Die Kameraführung in dieser Sequenz ist meisterhaft. Sie fängt die mikroskopisch kleinen Gesichtszuckungen des Mannes ein, wenn er die Kinder ansieht. Da ist Schuld, da ist Liebe, aber auch Angst. Die Frau neben ihm versucht krampfhaft, normal zu wirken, trinkt ihren Tee und lächelt gequält, doch ihre Augen verraten die Panik. Es ist dieses subtile Schauspiel, das Anjas zweiter Akt so besonders macht. Man braucht keine Dialoge, um zu verstehen, dass hier ein Geheimnis gelüftet wird, das alles verändern könnte.
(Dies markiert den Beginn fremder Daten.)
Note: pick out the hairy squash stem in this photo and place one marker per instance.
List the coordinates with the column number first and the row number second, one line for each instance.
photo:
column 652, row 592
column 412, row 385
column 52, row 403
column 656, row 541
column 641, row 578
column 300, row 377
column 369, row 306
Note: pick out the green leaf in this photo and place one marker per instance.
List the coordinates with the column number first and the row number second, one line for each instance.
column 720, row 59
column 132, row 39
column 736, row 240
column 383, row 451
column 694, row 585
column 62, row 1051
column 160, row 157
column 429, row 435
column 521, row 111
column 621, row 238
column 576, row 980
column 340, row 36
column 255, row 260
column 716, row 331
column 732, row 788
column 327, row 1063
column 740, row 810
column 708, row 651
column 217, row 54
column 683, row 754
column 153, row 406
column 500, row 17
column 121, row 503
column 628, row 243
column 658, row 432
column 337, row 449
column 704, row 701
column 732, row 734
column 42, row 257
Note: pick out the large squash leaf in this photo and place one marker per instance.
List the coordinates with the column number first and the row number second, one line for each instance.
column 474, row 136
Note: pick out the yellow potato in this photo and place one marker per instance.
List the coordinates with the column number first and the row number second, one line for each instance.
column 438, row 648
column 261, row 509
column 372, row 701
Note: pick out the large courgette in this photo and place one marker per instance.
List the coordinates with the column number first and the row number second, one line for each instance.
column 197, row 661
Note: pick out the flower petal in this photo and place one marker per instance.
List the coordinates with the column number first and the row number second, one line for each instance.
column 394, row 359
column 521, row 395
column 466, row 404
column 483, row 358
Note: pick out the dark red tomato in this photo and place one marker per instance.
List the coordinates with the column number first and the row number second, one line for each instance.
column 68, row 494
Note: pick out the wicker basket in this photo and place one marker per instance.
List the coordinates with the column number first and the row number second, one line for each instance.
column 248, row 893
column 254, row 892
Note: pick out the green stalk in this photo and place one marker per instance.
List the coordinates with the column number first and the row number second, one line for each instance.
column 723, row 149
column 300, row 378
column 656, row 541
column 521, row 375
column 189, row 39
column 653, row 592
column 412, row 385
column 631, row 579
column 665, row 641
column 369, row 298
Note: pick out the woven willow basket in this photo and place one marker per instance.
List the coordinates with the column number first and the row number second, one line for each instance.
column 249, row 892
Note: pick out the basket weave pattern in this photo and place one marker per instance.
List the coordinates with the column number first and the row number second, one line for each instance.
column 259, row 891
Dieses kleine gelbe Plüschtier auf dem Tisch ist mehr als nur ein Deko-Objekt. Es scheint ein Symbol für die verlorene Zeit zu sein, die der Mann mit seinen Kindern nicht verbringen konnte. Als er es berührt, sieht man, wie seine Fassade bröckelt. Die Reaktion der Frau im roten Kleid ist ebenfalls goldwert – sie weiß genau, was dieses Objekt bedeutet. In Anjas zweiter Akt werden solche kleinen Details genutzt, um ganze Lebensgeschichten zu erzählen, ohne ein einziges Wort zu verschwenden.
Was mich an dieser Szene am meisten beeindruckt, ist die Rolle des Großvaters. Er sitzt ruhig da, hält seine Teetasse und lässt die jungen Erwachsenen ihren emotionalen Sturm ausleben. Doch als er eingreift und dem Jungen etwas gibt, ändert sich die Atmosphäre sofort. Er ist der Fels in der Brandung. Die Kinder, besonders das Mädchen mit den Zöpfen, wirken wie unschuldige Opfer eines Erwachsenendramas. Anjas zweiter Akt zeigt hier sehr schön, wie Kinder oft die Last der Fehler ihrer Eltern tragen müssen.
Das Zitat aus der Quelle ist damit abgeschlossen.